WHAT WENT WRONG: Too many top players (Bilal Benn, Tyrone Lewis, Rob Garrison) leaving after the 2009-10 seasons. The result was one veteran returnee (Nelson) and his band of youngsters. And, the growing pains were obvious. After a 2-2 overall start Niagara won just two of its next 20 games with losing streaks of five, six and seven games. Always known for its high-powered offense, Niagara struggled to score for the first time in recent memory, averaging just 61.4 points per game. In fact, it only broke 70 points six times all season, way down from a per-game average of 76.1 just two seasons ago. The team's core of young players either wasn't ready in terms of talent, experience or physical stature. Mason was clearly the most-ready of the young players, and he was lost for the season after three strong games. But, that will change soon. Then, there was this personal observation: Nelson, despite his standout senior season, continued to be overlooked. Arguably the league's most-indispensable performer ... and, unquestionably its most versatile ... he was relegated to a second-team all-MAAC selection in the vote of league coaches. How an individual who led the nation in steals, and established career numbers for versatility never previously reached in the conference's 30-year history, did not get first-team honors is beyond the scope of this hoopscribe's belief.
WHAT'S AHEAD: Should be a return to good days up on Monteagle Ridge. Replacing Nelson won't be easy, but the program has its next eight best players returning, and there's a little of everything. The team struggled inside for much of the season, but 6-8 sophomore Eric Williams came on as the season progressed. He, sophomore Scooter Gillette (if he can add a little muscle to his slender frame), 6-5 junior Kashief Edwards (12.4 points, 6.6 rebounds) and incoming 6-6 forward Ali Langford (21.6 points, 12.8 rebounds per game at at Hancock Junior College in Santa Maria, Calif.) should serve the squad well inside. Mason provides additional toughness from the backcourt and Jordan was one of the league's better rookies this past season. There are other solid performers in the program as well, and Mihalich will easily be able to go nine or 10 deep next season which is likely to mean a return to the all-out pressure defense, offensive up-tempo he has always preferred.
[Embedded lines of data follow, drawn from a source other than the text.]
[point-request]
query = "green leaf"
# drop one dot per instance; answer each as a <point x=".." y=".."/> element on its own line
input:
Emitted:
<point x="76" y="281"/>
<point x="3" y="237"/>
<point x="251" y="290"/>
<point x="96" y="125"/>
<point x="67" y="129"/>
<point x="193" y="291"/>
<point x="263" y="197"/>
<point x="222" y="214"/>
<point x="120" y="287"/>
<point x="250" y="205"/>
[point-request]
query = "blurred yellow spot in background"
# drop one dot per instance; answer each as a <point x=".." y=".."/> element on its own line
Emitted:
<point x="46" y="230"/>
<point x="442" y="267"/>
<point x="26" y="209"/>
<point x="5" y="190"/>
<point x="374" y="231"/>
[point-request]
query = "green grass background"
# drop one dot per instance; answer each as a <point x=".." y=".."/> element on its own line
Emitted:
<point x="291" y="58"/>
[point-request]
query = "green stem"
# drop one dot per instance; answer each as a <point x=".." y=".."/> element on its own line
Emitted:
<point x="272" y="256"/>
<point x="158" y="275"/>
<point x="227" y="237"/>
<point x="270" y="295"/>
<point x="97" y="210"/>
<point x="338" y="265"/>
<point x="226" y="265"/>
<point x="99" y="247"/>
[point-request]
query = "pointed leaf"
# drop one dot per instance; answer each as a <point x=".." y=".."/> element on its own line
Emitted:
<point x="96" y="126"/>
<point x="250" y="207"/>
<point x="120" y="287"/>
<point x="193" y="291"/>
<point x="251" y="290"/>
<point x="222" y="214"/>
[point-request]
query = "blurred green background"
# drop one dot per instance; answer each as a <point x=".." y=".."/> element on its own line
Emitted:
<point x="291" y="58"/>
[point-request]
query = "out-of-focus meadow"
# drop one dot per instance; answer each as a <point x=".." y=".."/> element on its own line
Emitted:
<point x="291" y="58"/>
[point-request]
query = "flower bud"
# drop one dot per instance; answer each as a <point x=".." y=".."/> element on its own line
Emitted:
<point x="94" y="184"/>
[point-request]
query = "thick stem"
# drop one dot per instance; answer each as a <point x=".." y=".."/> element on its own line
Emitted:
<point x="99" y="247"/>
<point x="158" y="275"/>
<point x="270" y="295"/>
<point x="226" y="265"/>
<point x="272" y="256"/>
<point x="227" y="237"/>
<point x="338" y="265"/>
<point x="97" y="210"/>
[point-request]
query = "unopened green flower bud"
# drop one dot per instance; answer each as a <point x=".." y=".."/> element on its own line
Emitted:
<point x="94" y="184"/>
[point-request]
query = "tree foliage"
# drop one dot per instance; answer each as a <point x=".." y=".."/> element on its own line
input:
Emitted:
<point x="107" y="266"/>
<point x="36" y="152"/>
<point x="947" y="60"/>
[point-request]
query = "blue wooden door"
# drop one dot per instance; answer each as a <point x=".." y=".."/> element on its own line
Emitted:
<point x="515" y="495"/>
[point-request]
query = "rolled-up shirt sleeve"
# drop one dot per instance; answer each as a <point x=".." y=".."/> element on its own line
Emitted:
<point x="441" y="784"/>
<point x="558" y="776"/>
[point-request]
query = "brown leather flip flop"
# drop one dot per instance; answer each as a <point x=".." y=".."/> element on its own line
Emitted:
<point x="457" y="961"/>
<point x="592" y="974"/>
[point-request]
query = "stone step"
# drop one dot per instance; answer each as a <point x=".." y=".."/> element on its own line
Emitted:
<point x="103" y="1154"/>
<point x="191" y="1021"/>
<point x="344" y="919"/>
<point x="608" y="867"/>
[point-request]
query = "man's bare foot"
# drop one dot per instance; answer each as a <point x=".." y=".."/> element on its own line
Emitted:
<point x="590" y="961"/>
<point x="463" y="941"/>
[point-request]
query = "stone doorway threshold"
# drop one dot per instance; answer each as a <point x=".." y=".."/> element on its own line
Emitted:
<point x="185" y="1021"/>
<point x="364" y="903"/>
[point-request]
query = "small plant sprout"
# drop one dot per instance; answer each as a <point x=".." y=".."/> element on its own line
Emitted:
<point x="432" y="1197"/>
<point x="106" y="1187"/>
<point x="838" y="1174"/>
PREDICTION FOR 2011-12: Clearly better days are ahead. The hope is that Nelson's unrivaled work ethic and team-first mentality rubbed off on his younger teammates. The likelihood is that the team will have a nice run for the foreseeable future. The upcoming season might be one year too early to expect Niagara to contend for the top spot ... that's likely to be contested between Iona and Fairfield ... but the Purple Eagles should be right there battling for position near the top behind the top two.